Is it possible that every three dimensional convex polytope can be unfolded? If "cut" along its edges, would all faces lie flat on a plane without overlap?

While this question remains unsolved, here at Smith College under the leadership of Professor Joseph O'Rourke, a Computer Science research group has been working on the implementation of a new unfolding algorithm. The traditional interpretation of unfolding is that when the polytope is unfolded, it will be unwound to a single continuous chain of polygons connected by their edges--an edge unfolding. The algorithm we developed this summer is a new interpretation of unfolding called vertex-unfolding because the faces of the polyhedron are joined at vertices. The result of this new approach is that the surface of every simplicial (all faces are triangles) polyhedron may be cut along edges and unfolded to a planar, nonoverlapping, connected layout.

The goal of the first implementation of the algorithm was to assemble a program that would simulate the vertex-unfolding process.
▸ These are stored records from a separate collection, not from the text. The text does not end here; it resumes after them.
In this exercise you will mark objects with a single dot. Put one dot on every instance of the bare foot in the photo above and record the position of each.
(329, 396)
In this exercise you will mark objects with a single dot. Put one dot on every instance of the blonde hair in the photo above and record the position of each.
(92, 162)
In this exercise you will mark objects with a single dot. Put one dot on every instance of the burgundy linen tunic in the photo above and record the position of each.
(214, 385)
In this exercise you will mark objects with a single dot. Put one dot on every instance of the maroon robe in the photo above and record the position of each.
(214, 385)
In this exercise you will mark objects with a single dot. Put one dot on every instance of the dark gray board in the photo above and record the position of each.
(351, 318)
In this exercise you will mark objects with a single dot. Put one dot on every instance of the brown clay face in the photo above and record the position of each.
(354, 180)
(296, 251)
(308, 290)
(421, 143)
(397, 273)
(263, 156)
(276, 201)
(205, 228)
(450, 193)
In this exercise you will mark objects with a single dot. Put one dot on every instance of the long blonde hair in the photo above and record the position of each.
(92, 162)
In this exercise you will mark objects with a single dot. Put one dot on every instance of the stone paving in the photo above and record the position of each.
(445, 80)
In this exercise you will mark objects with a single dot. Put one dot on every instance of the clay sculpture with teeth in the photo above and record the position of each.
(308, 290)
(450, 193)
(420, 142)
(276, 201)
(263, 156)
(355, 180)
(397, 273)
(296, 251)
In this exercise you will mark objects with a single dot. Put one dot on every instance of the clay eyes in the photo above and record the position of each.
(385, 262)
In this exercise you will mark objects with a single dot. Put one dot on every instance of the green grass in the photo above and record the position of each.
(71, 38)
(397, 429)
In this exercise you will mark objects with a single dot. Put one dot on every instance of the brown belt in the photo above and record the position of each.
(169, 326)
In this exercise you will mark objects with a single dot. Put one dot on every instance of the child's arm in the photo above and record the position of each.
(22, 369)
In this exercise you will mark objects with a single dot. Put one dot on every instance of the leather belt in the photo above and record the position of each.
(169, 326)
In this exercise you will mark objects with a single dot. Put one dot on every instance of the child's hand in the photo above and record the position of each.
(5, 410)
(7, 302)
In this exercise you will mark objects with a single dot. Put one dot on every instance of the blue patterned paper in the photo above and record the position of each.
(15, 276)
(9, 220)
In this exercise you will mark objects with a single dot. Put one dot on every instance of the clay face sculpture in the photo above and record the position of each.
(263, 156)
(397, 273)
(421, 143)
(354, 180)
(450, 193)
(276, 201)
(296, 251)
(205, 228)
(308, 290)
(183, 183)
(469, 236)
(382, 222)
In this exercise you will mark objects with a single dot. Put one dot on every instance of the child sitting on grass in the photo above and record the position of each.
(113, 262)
Using a computer to implement an algorithm is advantageous in that one can see exactly how an algorithm works--quickly and accurately, allowing one to note any errors in the process. A computer program generates the mathematical data, such as the location of vertices; the program then manipulates the data according to the rules of the algorithm. While the mathematical output generated by such a program is sufficient to verify the accuracy of an algorithm, it is laborious data to read. In order to make this process easier one must visually render the data.

Our group used a scripting language called PostScript to interpret the output. PostScript is a "page description" programming language, meaning it specifies exactly how a page should be printed. The real advantage of PostScript is that the language is device independent and always prints at a printer's highest resolution. A PostScript script is usually written on a word processing program and then submitted to a printer. In this case, I modified the unfolding program to create a file and automatically output PostScript commands to the file. Then, instead of printing the file, we used a program called Ghostscript to open the file. Ghostscript is a program that interprets PostScript and displays the picture on a computer monitor. Ghostscript was a superior alternative to printing because we could see the results immediately and did not have to waste paper on hundreds of printings.

Over the course of the program, the data was drawn twice, once displaying the polytope, as each face is removed and again as the final product of the algorithm--the chain of triangles. My work focused on rendering the removal process. As each face is "unfolded", the face is removed from the polytope leaving empty space behind. This output is essentially for error checking, allowing us to see any faces that somehow might be missed or incorrectly removed. In order to make the data easiest to interpret I wanted to show each step of the unfolding algorithm. A "step" consists of one unfolding for each face of the polytope. Since our program allows the unfolding of polytopes with any number of faces, I wanted to be able to scale and position an arbitrary number of polytopes to fit an 8 1/2in x 11in screen. I used different colors to shade the faces on the front and back of the polytope so that as each face is "peeled" away, the back is differentiated from the front (See Fig. 1). (Research supported by the NSF.)